The improvement loop is proposer-agnostic. runOptimization (the loop body) and runImprovementLoop (the gated-promotion shell) call proposer.propose(...) → measure → proposer.decide(...). They do not know which strategy proposed the candidate. The API interface is SurfaceProposer:

interface SurfaceProposer<TFindings = unknown> {
  kind: string
  propose(args: {
    currentSurface: MutableSurface
    history: GenerationRecord[]   // what's been tried + scored
    findings: TFindings[]         // external signal (e.g. analyst output)
    populationSize: number
    generation: number
    signal: AbortSignal
  }): Promise<MutableSurface[]>
  decide?(args: { history: GenerationRecord[] }): { stop: boolean; reason?: string }
}
Implementation Strategy How it proposes Where it lives
evolutionaryProposer Evolutionary (GEPA / AxGEPA) Standalone SurfaceProposer. Mutates the current best surface into N candidates, blind to history beyond the current best. Optimizes against the dataset's rewards. agent-eval (pure: dataset → surface, no sandbox)
Runtime reflective proposer Reflective Cheap generator: drafts patches from the report and applies them into a worktree (shots=1, no sandbox). agent-runtime — implements agent-eval's proposer contract
Runtime agentic proposer Agentic Full generator: runs a coding harness in the worktree (≤ maxImprovementShots) to edit in place. agent-runtime

This resolves the prior duplication where runImprovementLoop (evolutionary, agent-eval) and runAnalystLoop (reflective, agent-runtime) were two parallel loops doing "propose change → measure → gate → PR". There is one loop and one proposer contract. The reflective and agentic paths are two settings of the same cost dial, not separate outer loops. The dependency direction permits this cleanly: agent-eval is the leaf and owns the proposer contract; agent-runtime imports agent-eval and implements it.

What "the surface" is — improvement tiers

MutableSurface is the thing the proposer changes. It has tiers, least → most invasive. MutableSurface = string | CodeSurface spans all of them: string for tiers 1–2, CodeSurface{ worktreeRef } for tier 4.

Tier Surface Generator that changes it Blast radius
1 System prompt / prompt-signature addendum evolutionaryProposer (GEPA), reflectiveGenerator prompt only
2 Tool config / tool signatures reflectiveGenerator which tools, their schemas
3 Knowledge (wiki / knowledge graph) agent-knowledge's knowledge adapter what the agent knows
4 Code / scaffolding agenticGenerator (coding harness reads codebase + report) → worktree / PR the implementation itself

The cost/capability distinction:

  • reflectiveGenerator updates the signatures — prompt + tool surface (tiers 1–2). Cheap (drafts patches, no sandbox), reversible, measured directly against the dataset.
  • agenticGenerator updates the code (tier 4). A coding harness reads the repository + the report, edits in a worktree, iterates up to maxImprovementShots — measured by re-running the inner loop against the changed code.

Both are implementations of the one proposer contract (propose → measure → gate → PR). They differ only in what they edit and how invasive it is — and both consume the same dataset the flywheel builds.

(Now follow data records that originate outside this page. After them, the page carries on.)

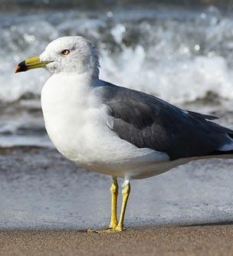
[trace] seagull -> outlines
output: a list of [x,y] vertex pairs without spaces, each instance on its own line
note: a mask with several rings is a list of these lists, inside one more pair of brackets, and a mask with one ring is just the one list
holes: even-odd
[[[212,122],[218,117],[100,80],[97,50],[84,37],[51,41],[15,73],[38,67],[51,74],[41,107],[54,146],[83,168],[112,177],[110,226],[89,231],[123,231],[132,179],[200,159],[232,157],[233,130]],[[119,221],[117,178],[123,178]]]

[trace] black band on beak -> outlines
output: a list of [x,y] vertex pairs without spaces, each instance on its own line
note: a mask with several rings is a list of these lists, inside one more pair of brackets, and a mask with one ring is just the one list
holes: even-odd
[[25,61],[21,62],[18,66],[15,67],[15,73],[27,71],[28,67],[26,65]]

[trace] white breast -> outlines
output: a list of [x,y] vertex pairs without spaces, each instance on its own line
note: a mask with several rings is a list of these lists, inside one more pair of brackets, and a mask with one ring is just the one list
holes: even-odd
[[[54,74],[44,84],[41,106],[47,132],[67,158],[90,169],[123,176],[164,153],[138,149],[109,127],[107,108],[93,95],[94,83],[80,75]],[[114,172],[114,173],[113,173]]]

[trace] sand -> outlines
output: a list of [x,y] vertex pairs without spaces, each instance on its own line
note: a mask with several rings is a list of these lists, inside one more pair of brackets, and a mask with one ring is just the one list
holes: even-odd
[[233,225],[152,227],[119,234],[2,231],[0,255],[233,255]]

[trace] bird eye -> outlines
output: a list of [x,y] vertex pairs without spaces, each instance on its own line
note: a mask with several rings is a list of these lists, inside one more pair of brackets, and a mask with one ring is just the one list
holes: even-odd
[[68,55],[71,53],[71,51],[68,49],[64,49],[61,51],[62,55]]

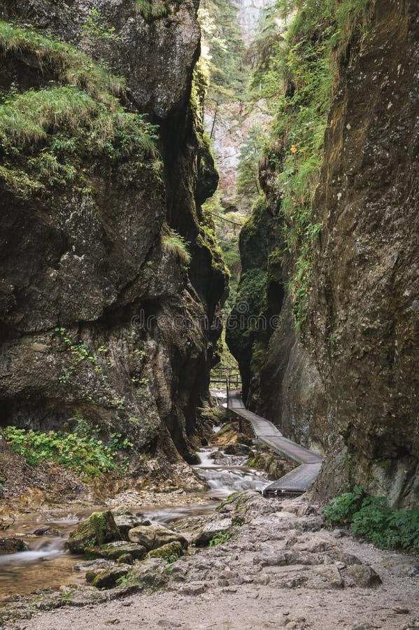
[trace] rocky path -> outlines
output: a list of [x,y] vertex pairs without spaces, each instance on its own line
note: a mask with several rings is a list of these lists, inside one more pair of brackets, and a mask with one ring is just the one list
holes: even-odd
[[135,594],[39,612],[6,627],[419,628],[415,558],[325,528],[317,507],[303,497],[281,502],[248,491],[225,503],[208,526],[227,527],[229,539],[169,566],[149,561],[139,573],[147,575],[148,587],[137,587]]
[[304,492],[311,486],[320,472],[322,463],[320,456],[287,438],[284,438],[269,420],[248,411],[244,406],[239,391],[230,392],[229,409],[251,423],[260,442],[276,453],[285,455],[300,464],[295,470],[265,488],[266,493],[276,494],[280,492]]

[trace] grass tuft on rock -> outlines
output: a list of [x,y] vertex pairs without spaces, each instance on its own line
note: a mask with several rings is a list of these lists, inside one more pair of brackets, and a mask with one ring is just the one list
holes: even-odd
[[69,44],[0,22],[0,58],[25,54],[36,57],[45,85],[0,92],[6,188],[24,197],[73,182],[85,190],[86,164],[155,160],[157,127],[125,108],[121,80]]
[[185,239],[174,230],[170,228],[168,234],[163,234],[162,237],[162,246],[163,250],[168,253],[178,256],[185,265],[190,264],[191,255]]

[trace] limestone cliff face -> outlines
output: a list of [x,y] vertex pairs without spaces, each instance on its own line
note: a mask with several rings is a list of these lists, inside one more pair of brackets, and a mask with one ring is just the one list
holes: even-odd
[[[241,370],[249,405],[325,452],[318,497],[360,483],[409,505],[419,498],[419,27],[416,2],[376,0],[370,9],[366,34],[341,60],[329,114],[304,342],[287,289],[294,261],[276,254],[278,218],[256,307],[276,308],[278,322],[253,336]],[[275,173],[261,166],[268,204],[279,209]],[[256,239],[263,249],[266,237]],[[248,342],[246,333],[239,345]]]
[[[114,38],[83,29],[92,8]],[[80,414],[139,451],[193,461],[189,436],[220,332],[205,323],[226,281],[201,227],[218,176],[190,105],[197,9],[171,4],[146,21],[134,0],[0,3],[0,18],[34,24],[123,76],[123,104],[148,113],[159,135],[154,155],[83,158],[83,187],[27,195],[0,181],[2,426],[56,428]],[[4,89],[60,84],[36,54],[0,56]],[[166,244],[169,227],[189,244],[189,269]]]
[[315,202],[311,344],[336,438],[319,487],[350,479],[396,503],[419,493],[418,41],[416,2],[374,4]]

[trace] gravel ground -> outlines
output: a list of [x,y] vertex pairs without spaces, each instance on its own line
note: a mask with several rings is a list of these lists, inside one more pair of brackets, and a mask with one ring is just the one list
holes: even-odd
[[[232,538],[166,568],[164,589],[36,613],[5,627],[122,629],[419,629],[419,562],[322,526],[303,498],[254,492],[217,519],[241,515]],[[244,507],[243,507],[244,505]],[[158,561],[161,562],[161,561]],[[154,570],[151,568],[150,571]]]

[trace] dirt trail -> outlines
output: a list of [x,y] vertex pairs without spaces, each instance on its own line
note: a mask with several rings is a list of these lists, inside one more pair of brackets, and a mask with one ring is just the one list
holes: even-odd
[[[418,559],[322,527],[315,507],[248,493],[212,520],[243,515],[227,542],[171,566],[165,589],[36,614],[21,630],[419,629]],[[362,585],[360,585],[362,584]]]

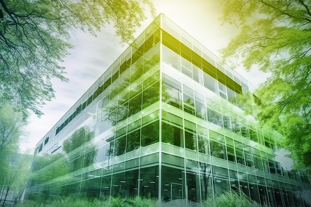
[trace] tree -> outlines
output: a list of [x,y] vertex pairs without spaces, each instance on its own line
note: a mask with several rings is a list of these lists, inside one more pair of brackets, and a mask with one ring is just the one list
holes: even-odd
[[285,135],[296,167],[311,170],[311,2],[304,0],[226,2],[224,22],[240,33],[222,50],[224,60],[241,58],[271,73],[255,93],[256,116]]
[[7,160],[8,165],[1,173],[2,194],[4,199],[2,207],[4,206],[7,195],[10,191],[15,191],[16,195],[20,199],[28,181],[31,164],[31,156],[26,154],[14,153]]
[[146,18],[146,7],[155,10],[150,0],[0,0],[0,92],[16,109],[39,117],[39,107],[54,97],[51,79],[68,80],[59,63],[73,47],[71,32],[95,35],[112,23],[121,42],[128,42]]
[[26,125],[20,113],[14,111],[11,104],[0,96],[0,176],[5,174],[8,160],[18,148],[22,128]]

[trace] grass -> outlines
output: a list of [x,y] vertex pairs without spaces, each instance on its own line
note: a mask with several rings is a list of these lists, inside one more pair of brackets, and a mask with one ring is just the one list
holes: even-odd
[[17,204],[15,207],[156,207],[157,201],[141,197],[126,200],[120,197],[111,198],[109,201],[69,197],[43,202],[27,201]]
[[[96,199],[64,197],[44,202],[28,201],[17,204],[15,207],[156,207],[157,200],[137,197],[128,199],[121,197],[113,198],[109,200],[98,200]],[[196,204],[202,207],[270,207],[261,206],[250,200],[245,194],[240,195],[236,192],[226,192],[223,194],[210,197]],[[167,205],[166,205],[167,206]]]
[[245,194],[241,195],[235,192],[225,192],[214,198],[210,197],[202,202],[204,207],[270,207],[268,205],[262,206],[251,200]]

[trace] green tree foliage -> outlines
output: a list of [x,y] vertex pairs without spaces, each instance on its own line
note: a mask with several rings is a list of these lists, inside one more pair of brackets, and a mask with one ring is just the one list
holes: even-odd
[[0,92],[16,109],[40,117],[39,107],[54,97],[51,79],[68,81],[59,63],[73,47],[71,33],[94,35],[112,23],[128,42],[147,8],[154,13],[150,0],[0,0]]
[[[297,167],[311,168],[311,2],[304,0],[226,1],[223,20],[240,27],[222,52],[271,73],[257,90],[257,118],[285,135]],[[310,171],[310,170],[309,170]]]
[[8,164],[2,169],[4,172],[2,172],[4,173],[0,174],[0,193],[1,195],[4,194],[2,207],[4,206],[7,195],[11,191],[20,198],[26,187],[31,165],[30,155],[14,153],[9,157],[7,160]]
[[63,149],[68,156],[69,163],[72,165],[69,167],[72,171],[95,163],[98,150],[92,143],[94,138],[95,132],[91,131],[87,126],[83,126],[64,141]]
[[10,169],[9,162],[13,153],[18,150],[23,127],[26,125],[21,113],[14,111],[9,102],[0,102],[0,190],[4,178]]

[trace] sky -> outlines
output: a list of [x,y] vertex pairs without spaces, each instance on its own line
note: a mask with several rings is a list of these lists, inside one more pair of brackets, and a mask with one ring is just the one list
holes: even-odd
[[[218,51],[238,33],[238,28],[234,26],[222,25],[219,19],[222,7],[217,0],[154,0],[157,14],[163,13],[218,57]],[[153,20],[149,18],[143,22],[135,37]],[[108,25],[96,37],[80,31],[73,35],[71,42],[75,48],[61,64],[66,68],[66,76],[70,81],[53,80],[56,98],[41,108],[44,113],[41,118],[31,115],[21,143],[22,150],[34,150],[36,144],[127,48],[127,46],[119,44],[120,38],[114,32],[113,27]],[[267,77],[256,69],[247,72],[240,67],[236,70],[255,86]]]

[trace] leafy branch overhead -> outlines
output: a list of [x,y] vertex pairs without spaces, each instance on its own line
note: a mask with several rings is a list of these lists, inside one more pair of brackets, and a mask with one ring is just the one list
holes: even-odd
[[311,166],[311,2],[304,0],[226,2],[224,22],[240,28],[222,50],[224,59],[241,58],[271,76],[256,92],[258,118],[284,133],[297,166]]
[[0,93],[16,109],[39,117],[39,107],[54,97],[51,79],[68,80],[59,63],[73,47],[71,32],[95,35],[111,23],[121,42],[129,42],[145,11],[155,10],[149,0],[0,0]]

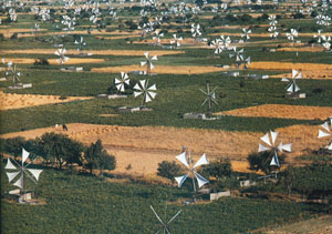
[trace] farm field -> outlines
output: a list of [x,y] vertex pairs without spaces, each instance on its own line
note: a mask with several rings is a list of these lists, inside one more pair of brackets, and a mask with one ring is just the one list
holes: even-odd
[[0,12],[2,233],[332,232],[330,1]]

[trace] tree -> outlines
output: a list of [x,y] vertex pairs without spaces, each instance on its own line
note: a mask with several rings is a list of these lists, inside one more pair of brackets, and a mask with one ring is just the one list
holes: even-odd
[[90,174],[92,174],[94,169],[98,169],[100,174],[102,174],[103,170],[112,171],[116,165],[115,156],[107,154],[101,140],[90,144],[84,152],[84,167],[90,170]]
[[[273,151],[264,151],[264,152],[260,152],[260,153],[251,153],[248,156],[248,162],[250,164],[250,170],[253,171],[262,171],[264,174],[268,174],[270,172],[272,172],[273,170],[276,170],[277,166],[271,166],[271,160],[274,155]],[[278,155],[279,159],[279,164],[283,164],[284,163],[284,155]]]
[[172,181],[172,183],[174,183],[174,177],[179,175],[181,170],[181,166],[176,164],[176,162],[172,161],[163,161],[160,163],[158,163],[158,172],[157,175],[162,176],[162,177],[167,177]]
[[25,139],[22,136],[7,139],[4,143],[4,151],[10,154],[13,154],[17,159],[17,156],[22,153],[22,147],[24,146],[24,143]]
[[64,163],[72,165],[73,163],[82,164],[81,154],[83,144],[70,139],[68,135],[54,132],[44,133],[40,138],[41,154],[48,161],[53,161],[62,169]]

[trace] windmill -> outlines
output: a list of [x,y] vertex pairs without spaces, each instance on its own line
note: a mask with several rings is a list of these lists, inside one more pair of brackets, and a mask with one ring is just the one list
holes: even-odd
[[[269,135],[270,133],[270,135]],[[292,144],[283,144],[282,142],[279,143],[278,146],[276,146],[276,140],[278,136],[278,132],[272,132],[270,131],[269,133],[264,134],[262,138],[260,138],[260,140],[262,140],[268,146],[262,145],[261,143],[259,143],[258,146],[258,152],[263,152],[263,151],[271,151],[273,153],[272,160],[270,162],[271,166],[278,166],[280,167],[280,163],[279,163],[279,159],[278,159],[278,151],[279,152],[291,152],[291,146]],[[277,174],[276,174],[277,176]]]
[[153,40],[157,40],[157,44],[160,44],[160,41],[162,41],[162,39],[160,38],[163,38],[164,37],[164,33],[160,33],[160,30],[156,30],[155,31],[155,37],[153,37]]
[[176,34],[173,34],[174,40],[170,40],[170,44],[173,44],[174,48],[179,48],[181,44],[179,41],[183,41],[183,37],[177,38]]
[[[325,121],[321,128],[323,128],[323,130],[319,130],[319,135],[318,138],[326,138],[326,136],[331,136],[332,135],[332,116],[330,118],[330,124],[329,121]],[[328,150],[332,151],[332,142],[330,143],[330,145],[326,146]]]
[[84,42],[84,38],[83,37],[80,37],[80,39],[75,40],[74,43],[77,44],[77,51],[82,51],[83,47],[86,47],[86,43]]
[[134,89],[137,90],[134,91],[135,98],[143,94],[143,106],[145,106],[147,102],[151,102],[157,95],[156,84],[148,87],[148,80],[141,80],[139,83],[135,84]]
[[245,41],[250,39],[249,34],[251,34],[251,29],[242,29],[241,38],[243,38]]
[[151,70],[153,70],[155,68],[154,64],[152,63],[152,61],[156,61],[156,60],[158,60],[158,58],[157,58],[157,55],[149,57],[148,52],[145,52],[144,55],[145,55],[146,60],[144,62],[141,62],[141,67],[146,65],[146,74],[149,74]]
[[196,26],[194,23],[191,24],[191,34],[195,40],[197,40],[197,38],[201,35],[199,23],[197,23]]
[[290,29],[290,32],[286,33],[287,39],[294,43],[295,38],[298,38],[299,33],[295,29]]
[[69,57],[64,55],[65,52],[66,52],[65,48],[60,48],[54,52],[54,54],[59,57],[59,59],[56,59],[58,63],[64,64],[66,63],[66,61],[69,61]]
[[189,161],[187,161],[187,152],[183,152],[181,154],[175,156],[178,161],[180,161],[188,170],[188,173],[181,176],[175,177],[176,182],[178,183],[178,186],[180,187],[183,183],[186,181],[188,176],[191,176],[193,179],[193,186],[194,186],[194,201],[195,201],[195,193],[196,193],[196,183],[195,183],[195,177],[198,183],[198,187],[201,187],[209,181],[203,177],[200,174],[196,172],[196,167],[200,165],[206,165],[208,164],[208,160],[206,159],[206,154],[203,154],[201,157],[193,165],[191,164],[191,155],[189,153]]
[[162,223],[162,228],[158,230],[158,232],[156,232],[156,234],[163,232],[164,234],[170,234],[170,227],[169,224],[181,213],[181,210],[179,210],[167,223],[166,223],[166,211],[167,211],[167,203],[166,203],[166,207],[165,207],[165,217],[164,221],[159,217],[159,215],[157,214],[157,212],[154,210],[154,207],[151,205],[149,206],[151,210],[154,212],[154,214],[156,215],[156,217],[158,218],[158,221]]
[[115,87],[118,91],[124,92],[125,91],[125,84],[129,85],[131,79],[127,73],[121,72],[121,78],[115,78],[114,80]]
[[212,104],[218,104],[218,102],[216,101],[216,89],[210,90],[210,83],[206,82],[206,91],[199,89],[200,92],[203,92],[206,96],[206,99],[204,100],[201,106],[204,106],[205,104],[207,104],[207,115],[208,118],[210,118],[212,115]]
[[300,71],[294,70],[294,69],[292,69],[291,80],[289,80],[287,78],[281,79],[281,81],[283,81],[283,82],[290,82],[290,84],[286,88],[287,92],[293,94],[293,93],[301,90],[300,87],[297,84],[298,79],[302,79],[302,73]]
[[[4,166],[6,170],[9,170],[6,172],[9,183],[15,181],[13,183],[13,185],[20,187],[20,194],[25,193],[25,186],[24,186],[25,179],[29,177],[33,183],[37,184],[40,173],[42,173],[42,171],[43,171],[43,170],[38,170],[38,169],[28,169],[28,166],[31,164],[31,163],[25,163],[29,155],[30,155],[30,153],[28,151],[25,151],[24,149],[22,149],[22,163],[20,164],[14,161],[14,163],[15,163],[15,165],[14,165],[14,164],[12,164],[11,160],[8,157],[7,164]],[[15,180],[15,177],[18,177],[18,176],[19,176],[19,179]]]

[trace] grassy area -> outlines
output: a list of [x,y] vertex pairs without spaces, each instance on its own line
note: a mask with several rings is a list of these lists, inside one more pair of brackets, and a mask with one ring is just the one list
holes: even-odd
[[[3,195],[9,187],[1,172]],[[184,206],[175,201],[190,196],[186,187],[121,184],[51,169],[41,174],[37,191],[45,205],[1,200],[3,233],[155,233],[158,221],[149,205],[162,215],[165,201],[173,202],[168,218],[183,210],[173,223],[175,233],[243,233],[309,218],[322,210],[319,205],[241,199]]]

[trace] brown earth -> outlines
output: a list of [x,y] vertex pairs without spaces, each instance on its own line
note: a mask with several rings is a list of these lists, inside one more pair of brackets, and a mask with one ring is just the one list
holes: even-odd
[[[227,69],[216,68],[211,65],[198,67],[198,65],[155,65],[155,69],[152,70],[152,73],[158,74],[203,74],[209,72],[220,72],[226,71]],[[93,68],[93,72],[111,72],[118,73],[131,72],[131,71],[146,71],[146,68],[141,65],[121,65],[121,67],[106,67],[106,68]]]
[[332,108],[326,106],[305,106],[305,105],[283,105],[263,104],[231,111],[222,111],[216,114],[234,116],[262,116],[281,118],[297,120],[321,120],[324,121],[332,116]]
[[21,109],[35,105],[54,104],[63,102],[72,102],[76,100],[89,100],[92,98],[85,96],[66,96],[65,100],[61,100],[60,95],[37,95],[37,94],[15,94],[3,93],[0,91],[1,105],[0,110]]
[[[248,171],[247,156],[256,152],[260,136],[259,132],[229,132],[218,130],[177,129],[166,126],[118,126],[71,123],[66,124],[69,131],[63,132],[54,126],[29,130],[0,135],[1,138],[23,136],[34,139],[45,132],[65,133],[69,136],[90,144],[101,139],[108,153],[116,157],[115,173],[132,175],[146,175],[156,173],[158,163],[167,160],[175,161],[175,155],[181,152],[185,145],[191,152],[194,161],[203,153],[209,160],[230,159],[235,171]],[[288,154],[292,162],[294,156],[308,150],[317,150],[326,145],[329,140],[318,140],[319,126],[293,125],[277,129],[279,140],[292,143],[294,153]],[[277,142],[279,144],[279,142]],[[295,161],[294,161],[295,162]],[[132,169],[126,167],[131,165]]]

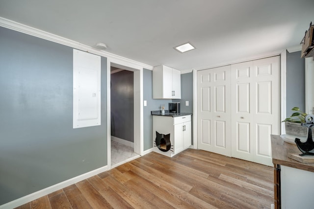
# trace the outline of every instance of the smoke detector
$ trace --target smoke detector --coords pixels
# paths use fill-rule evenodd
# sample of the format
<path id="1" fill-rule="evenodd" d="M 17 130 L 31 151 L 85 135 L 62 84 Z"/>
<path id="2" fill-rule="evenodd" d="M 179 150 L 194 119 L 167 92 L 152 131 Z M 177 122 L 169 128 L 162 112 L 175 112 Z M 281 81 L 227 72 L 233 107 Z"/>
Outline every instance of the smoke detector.
<path id="1" fill-rule="evenodd" d="M 107 45 L 103 43 L 99 42 L 96 44 L 96 47 L 100 50 L 106 50 L 107 49 Z"/>

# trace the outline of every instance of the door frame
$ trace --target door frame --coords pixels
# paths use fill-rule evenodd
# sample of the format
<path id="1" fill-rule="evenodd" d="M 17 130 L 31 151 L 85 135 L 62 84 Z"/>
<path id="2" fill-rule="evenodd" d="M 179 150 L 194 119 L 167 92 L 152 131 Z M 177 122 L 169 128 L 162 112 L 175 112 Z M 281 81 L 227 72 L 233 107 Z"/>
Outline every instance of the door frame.
<path id="1" fill-rule="evenodd" d="M 217 65 L 213 65 L 211 67 L 202 68 L 199 69 L 193 69 L 193 110 L 194 113 L 193 114 L 193 144 L 194 149 L 198 149 L 197 143 L 197 71 L 204 70 L 210 69 L 217 67 L 222 67 L 225 65 L 232 65 L 243 62 L 247 62 L 254 60 L 265 58 L 274 56 L 280 55 L 280 121 L 283 121 L 286 118 L 286 63 L 287 63 L 287 49 L 280 50 L 270 52 L 267 52 L 264 54 L 260 54 L 256 56 L 247 57 L 245 59 L 235 60 L 230 62 L 224 63 L 220 63 Z M 285 132 L 285 124 L 281 123 L 281 134 L 284 134 Z"/>
<path id="2" fill-rule="evenodd" d="M 110 67 L 134 72 L 134 149 L 142 156 L 144 152 L 143 66 L 120 59 L 107 58 L 107 160 L 111 168 Z"/>

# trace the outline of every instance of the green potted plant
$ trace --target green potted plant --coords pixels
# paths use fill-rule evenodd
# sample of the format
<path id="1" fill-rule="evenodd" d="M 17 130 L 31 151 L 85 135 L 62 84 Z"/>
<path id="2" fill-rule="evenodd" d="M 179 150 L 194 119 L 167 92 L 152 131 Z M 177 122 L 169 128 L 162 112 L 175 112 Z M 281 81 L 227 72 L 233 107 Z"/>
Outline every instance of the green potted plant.
<path id="1" fill-rule="evenodd" d="M 287 117 L 282 121 L 285 122 L 286 137 L 291 139 L 299 138 L 301 140 L 306 139 L 308 136 L 308 129 L 306 127 L 302 126 L 301 124 L 302 123 L 306 122 L 305 117 L 308 114 L 301 111 L 298 107 L 294 107 L 291 110 L 294 111 L 294 113 L 290 117 Z"/>

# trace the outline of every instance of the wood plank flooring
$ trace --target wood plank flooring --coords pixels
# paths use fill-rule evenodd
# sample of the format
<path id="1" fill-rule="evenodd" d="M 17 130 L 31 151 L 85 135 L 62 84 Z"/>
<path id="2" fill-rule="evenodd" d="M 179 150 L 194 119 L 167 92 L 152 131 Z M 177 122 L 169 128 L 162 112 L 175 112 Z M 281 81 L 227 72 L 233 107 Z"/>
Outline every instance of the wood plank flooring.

Vocabulary quick reference

  • shot — one conversational turn (driver says X, worker responds Y). Used in runMultishot. Never used to mean a whole eval run.
  • runMultishot — many shots in one conversation; persona-driver ↔ one router-agent. agent-eval.
  • runLoop — driver ↔ workers in sandboxes; topology-agnostic execution. agent-runtime.
  • runCampaign — a measurement: a surface scored over N scenarios × M reps. agent-eval. (A "campaign" = a coordinated batch of measurements.)
  • runOptimization — the improvement loop body: proposer suggests surfaces, each measured by a campaign, top-K promoted per generation. agent-eval.
  • runImprovementLooprunOptimization + holdout re-score + release gate
    • optional PR. agent-eval.
  • runAnalystLoop — reflective autoresearch: findings + knowledge updates + improvement proposals. agent-runtime.
  • SurfaceProposer — the contract a surface proposer implements. evolutionaryProposer (agent-eval) is one; agent-runtime can provide reflective or agentic implementations.
  • CandidateGenerator — the byte-producing seam inside a runtime proposer; reflectiveGenerator (cheap, no sandbox) and agenticGenerator (coding harness in the worktree) are the two cost settings. agent-runtime.